When you resonate with your client, the feelings, worries and helplessness, you know you have made a connection that comes with making a difference in his or her life, at least for the legal work he/she is engaging you to do. 

This difference deepens your passion not only to do your best, to put your best effort forward, but it helps you to get perspective, that is, knowing deep inside that you are able to help a soul in need or move him or her forward in life. 

That's the anchorage of meaning we experience as lawyers standing in the gap, and in turn, growing in maturity as we persevere forward. The growth and resolution door swings both ways. 

And finally...

3) VK Rajah added: "Try and be lawyers with good heads and good hearts. Be wise lawyers. In Singapore, we have many clever people but not enough wise ones."

The good head part is not the hard part. We have a lot of academically bright lawyers around. 

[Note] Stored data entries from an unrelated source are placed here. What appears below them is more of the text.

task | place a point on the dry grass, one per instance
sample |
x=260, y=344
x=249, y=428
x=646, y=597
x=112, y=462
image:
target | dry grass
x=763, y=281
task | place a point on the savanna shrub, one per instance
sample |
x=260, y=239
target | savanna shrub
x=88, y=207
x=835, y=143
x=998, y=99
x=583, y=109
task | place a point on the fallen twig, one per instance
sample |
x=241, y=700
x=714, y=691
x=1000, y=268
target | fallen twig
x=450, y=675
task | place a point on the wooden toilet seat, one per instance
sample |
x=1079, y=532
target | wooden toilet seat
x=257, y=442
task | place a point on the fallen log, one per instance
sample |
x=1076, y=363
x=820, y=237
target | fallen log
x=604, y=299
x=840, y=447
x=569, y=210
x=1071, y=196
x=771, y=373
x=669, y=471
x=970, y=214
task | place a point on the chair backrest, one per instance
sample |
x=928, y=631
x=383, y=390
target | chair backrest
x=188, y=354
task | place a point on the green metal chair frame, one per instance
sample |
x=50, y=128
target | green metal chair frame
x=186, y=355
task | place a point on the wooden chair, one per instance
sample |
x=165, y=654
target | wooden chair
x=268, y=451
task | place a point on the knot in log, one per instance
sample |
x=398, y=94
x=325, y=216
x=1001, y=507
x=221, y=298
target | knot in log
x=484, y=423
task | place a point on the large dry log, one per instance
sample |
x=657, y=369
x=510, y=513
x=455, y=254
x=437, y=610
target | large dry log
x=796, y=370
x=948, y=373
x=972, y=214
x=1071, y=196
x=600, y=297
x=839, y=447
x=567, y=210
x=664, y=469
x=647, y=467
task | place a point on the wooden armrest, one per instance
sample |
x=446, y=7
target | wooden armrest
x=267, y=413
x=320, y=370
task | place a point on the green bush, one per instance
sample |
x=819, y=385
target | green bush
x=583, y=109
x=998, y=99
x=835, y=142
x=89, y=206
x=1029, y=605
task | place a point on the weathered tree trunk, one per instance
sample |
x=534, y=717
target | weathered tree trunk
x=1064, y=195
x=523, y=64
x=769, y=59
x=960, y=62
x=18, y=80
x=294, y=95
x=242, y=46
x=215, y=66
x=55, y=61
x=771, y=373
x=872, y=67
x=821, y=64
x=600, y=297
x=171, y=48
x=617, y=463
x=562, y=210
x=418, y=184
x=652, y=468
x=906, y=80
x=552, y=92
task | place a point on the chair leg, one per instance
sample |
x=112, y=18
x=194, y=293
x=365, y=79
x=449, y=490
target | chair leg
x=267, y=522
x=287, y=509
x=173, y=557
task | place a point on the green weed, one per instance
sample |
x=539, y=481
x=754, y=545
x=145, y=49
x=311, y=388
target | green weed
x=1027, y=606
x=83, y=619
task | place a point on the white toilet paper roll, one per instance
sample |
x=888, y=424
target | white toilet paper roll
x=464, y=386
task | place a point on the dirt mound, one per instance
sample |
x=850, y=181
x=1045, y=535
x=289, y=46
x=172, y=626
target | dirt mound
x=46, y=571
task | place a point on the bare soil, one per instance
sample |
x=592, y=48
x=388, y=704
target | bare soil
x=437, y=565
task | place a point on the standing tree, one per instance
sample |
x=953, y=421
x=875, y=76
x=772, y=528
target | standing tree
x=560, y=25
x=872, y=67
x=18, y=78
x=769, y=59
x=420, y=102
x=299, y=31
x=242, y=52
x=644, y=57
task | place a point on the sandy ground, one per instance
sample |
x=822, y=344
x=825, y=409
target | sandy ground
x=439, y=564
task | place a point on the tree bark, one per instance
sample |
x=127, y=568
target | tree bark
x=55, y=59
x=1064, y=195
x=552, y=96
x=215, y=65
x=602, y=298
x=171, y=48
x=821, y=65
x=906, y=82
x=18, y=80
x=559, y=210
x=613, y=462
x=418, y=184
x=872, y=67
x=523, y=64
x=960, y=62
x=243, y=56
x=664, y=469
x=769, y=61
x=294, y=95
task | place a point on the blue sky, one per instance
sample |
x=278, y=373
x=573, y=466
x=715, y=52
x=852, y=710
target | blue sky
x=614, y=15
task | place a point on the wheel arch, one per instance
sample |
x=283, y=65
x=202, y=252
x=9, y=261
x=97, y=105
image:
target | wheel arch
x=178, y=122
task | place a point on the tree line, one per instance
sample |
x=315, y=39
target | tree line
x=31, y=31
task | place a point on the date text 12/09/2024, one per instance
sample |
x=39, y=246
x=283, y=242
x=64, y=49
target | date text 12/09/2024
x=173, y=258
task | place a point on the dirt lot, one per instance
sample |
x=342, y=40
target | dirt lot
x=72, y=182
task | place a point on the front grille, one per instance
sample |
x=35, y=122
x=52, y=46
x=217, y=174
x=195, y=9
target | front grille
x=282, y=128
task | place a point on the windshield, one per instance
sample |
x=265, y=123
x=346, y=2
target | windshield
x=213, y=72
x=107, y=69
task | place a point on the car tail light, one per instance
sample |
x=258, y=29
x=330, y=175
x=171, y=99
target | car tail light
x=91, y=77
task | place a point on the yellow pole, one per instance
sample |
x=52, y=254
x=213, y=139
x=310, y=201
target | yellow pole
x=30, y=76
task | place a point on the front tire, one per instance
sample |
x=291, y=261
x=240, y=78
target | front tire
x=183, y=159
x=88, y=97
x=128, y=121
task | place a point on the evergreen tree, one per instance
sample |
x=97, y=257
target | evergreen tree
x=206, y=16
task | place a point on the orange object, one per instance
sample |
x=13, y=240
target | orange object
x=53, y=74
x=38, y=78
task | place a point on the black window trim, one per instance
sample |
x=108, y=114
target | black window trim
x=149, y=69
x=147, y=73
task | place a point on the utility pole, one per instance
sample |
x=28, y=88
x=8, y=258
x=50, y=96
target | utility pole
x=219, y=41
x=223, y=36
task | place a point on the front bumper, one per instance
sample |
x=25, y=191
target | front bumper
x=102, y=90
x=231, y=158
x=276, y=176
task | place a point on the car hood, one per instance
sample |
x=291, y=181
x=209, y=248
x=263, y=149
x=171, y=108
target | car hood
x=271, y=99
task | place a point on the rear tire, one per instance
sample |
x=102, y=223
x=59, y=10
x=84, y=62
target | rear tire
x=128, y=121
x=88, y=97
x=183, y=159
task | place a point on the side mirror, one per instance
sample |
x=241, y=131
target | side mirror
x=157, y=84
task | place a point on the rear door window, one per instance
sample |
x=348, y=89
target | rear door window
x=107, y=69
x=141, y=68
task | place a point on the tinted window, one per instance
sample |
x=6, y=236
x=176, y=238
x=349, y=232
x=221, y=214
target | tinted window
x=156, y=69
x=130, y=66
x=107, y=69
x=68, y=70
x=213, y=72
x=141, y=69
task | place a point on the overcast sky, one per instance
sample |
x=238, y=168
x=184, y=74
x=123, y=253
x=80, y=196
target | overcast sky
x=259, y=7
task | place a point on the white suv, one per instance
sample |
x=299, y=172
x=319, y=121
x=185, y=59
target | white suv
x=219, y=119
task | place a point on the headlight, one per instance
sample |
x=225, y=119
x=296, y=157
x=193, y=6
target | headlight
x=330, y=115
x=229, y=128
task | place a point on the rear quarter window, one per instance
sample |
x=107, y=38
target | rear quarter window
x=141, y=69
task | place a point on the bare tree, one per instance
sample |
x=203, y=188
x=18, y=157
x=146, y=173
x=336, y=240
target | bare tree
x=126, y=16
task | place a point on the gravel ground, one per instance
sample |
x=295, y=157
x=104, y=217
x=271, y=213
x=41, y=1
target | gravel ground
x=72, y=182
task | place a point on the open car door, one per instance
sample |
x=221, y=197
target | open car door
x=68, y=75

It is the good heart part that is not found in any law school curriculum. It comes through trials and errors, overcoming disappointments and personal inadequacies, nurturing an understanding and patience that look beyond the here and now, and developing a capacity to let go and enjoy the moment as they present themselves to us. 

Every lawyer, or professional, therefore needs a weekend diversion that has totally nothing to do with their work (For me, it's running, reading and writing). 

Let me end by saying that wisdom for me is the statecraft of the heart where our soul acts as a mediator with the outside world, where our soul filters and sieves through the debris of experiences to retrieve only the good stuff for soulful digestion, and where it moderates the wild and unsettling emotions we face and takes a horizon viewpoint of all things.

I believe every problem has a solution. The issue is not what it is. Most of us know what it is. The issue is how prepared and resolved we are to take that first step towards its resolution. 

Most times, our greatest challenge is not about knowing what to do, but doing it.

So, if law is going to be a rewarding career for its practitioner, esp the young, we need to connect with the people we are helping, instill a sense of passion and purpose in our calling, never underestimate the difference we can make one life at a time, and let that be our stepping stone to incremental fulfillment, nurture the wisdom by building inner resilience and perspective, and lastly, practise with a good heart because most clients no doubt expect professionalism from us, but they do know we are humans too. And humans are humans because we are all vulnerable, yet always willing to learn (with them).

I thus wish the 2017 law cohorts all the best in their career, and go forth to make a difference, an enduring one. Cheerz.